The really decisive evidence on government cuts, however, comes from Europe. Consider the case of Ireland, which has reduced public employment by 28,000 since 2008 — the equivalent, as a share of population, of laying off 1.9 million workers here. These cuts were hailed by conservatives, who predicted great results. "The Irish economy is showing encouraging signs of recovery," declared Alan Reynolds of the Cato Institute in June 2010.

But recovery never came; Irish unemployment is currently more than 14 percent. Ireland's experience shows that austerity in the face of a depressed economy is a terrible mistake to be avoided if possible.

And the point is that in America it is possible. You can argue that countries like Ireland had and have very limited policy choices. But America — which unlike Europe has a federal government — has an easy way to reverse the job cuts that are killing the recovery: have the feds, who can borrow at historically low rates, provide aid that helps state and local governments weather the hard times. That, in essence, is what the president was proposing and Mr. Romney was deriding.

So the former governor of Massachusetts was telling the truth the first time: by opposing aid to beleaguered state and local governments, he is, in effect, calling for more layoffs of teachers, policemen and firemen.

Actually, it's kind of ironic. While Republicans love to engage in Europe-bashing, they're actually the ones who want us to emulate European-style austerity and experience a European-style depression.

And that's not just an inference.

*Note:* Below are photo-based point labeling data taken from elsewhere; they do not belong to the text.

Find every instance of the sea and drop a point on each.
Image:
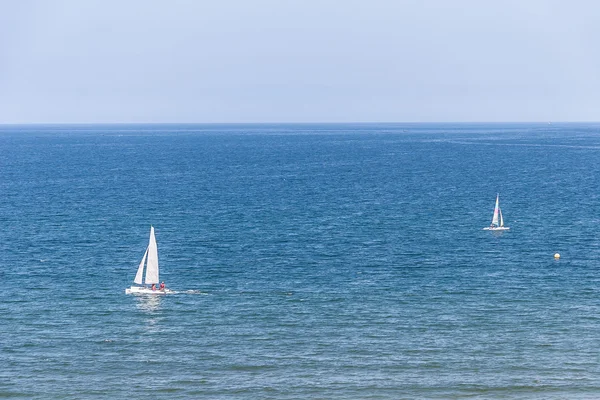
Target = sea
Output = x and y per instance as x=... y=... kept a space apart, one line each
x=308 y=261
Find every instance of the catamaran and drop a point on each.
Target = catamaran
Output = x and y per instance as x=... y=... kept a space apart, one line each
x=497 y=220
x=151 y=255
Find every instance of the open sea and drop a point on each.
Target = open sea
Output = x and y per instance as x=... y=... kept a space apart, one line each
x=321 y=261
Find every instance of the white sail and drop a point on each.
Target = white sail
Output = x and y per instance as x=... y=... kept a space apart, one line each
x=138 y=276
x=496 y=212
x=152 y=265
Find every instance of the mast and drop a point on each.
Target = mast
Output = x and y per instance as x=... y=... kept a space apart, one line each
x=152 y=265
x=138 y=275
x=496 y=212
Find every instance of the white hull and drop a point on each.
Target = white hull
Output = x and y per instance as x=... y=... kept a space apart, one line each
x=144 y=290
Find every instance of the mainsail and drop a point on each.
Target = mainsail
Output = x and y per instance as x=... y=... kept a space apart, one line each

Last week R. Glenn Hubbard of Columbia University, a top Romney adviser, published an article in a German newspaper urging the Germans to ignore advice from Mr. Obama and continue pushing their hard-line policies. In so doing, Mr. Hubbard was deliberately undercutting a sitting president's foreign policy. More important, however, he was throwing his support behind a policy that is collapsing as you read this.

In fact, almost everyone following the situation now realizes that Germany's austerity obsession has brought Europe to the edge of catastrophe — almost everyone, that is, except the Germans themselves and, it turns out, the Romney economic team.

Needless to say, this bodes ill if Mr. Romney wins in November. For all indications are that his idea of smart policy is to double down on the very spending cuts that have hobbled recovery here and sent Europe into an economic and political tailspin.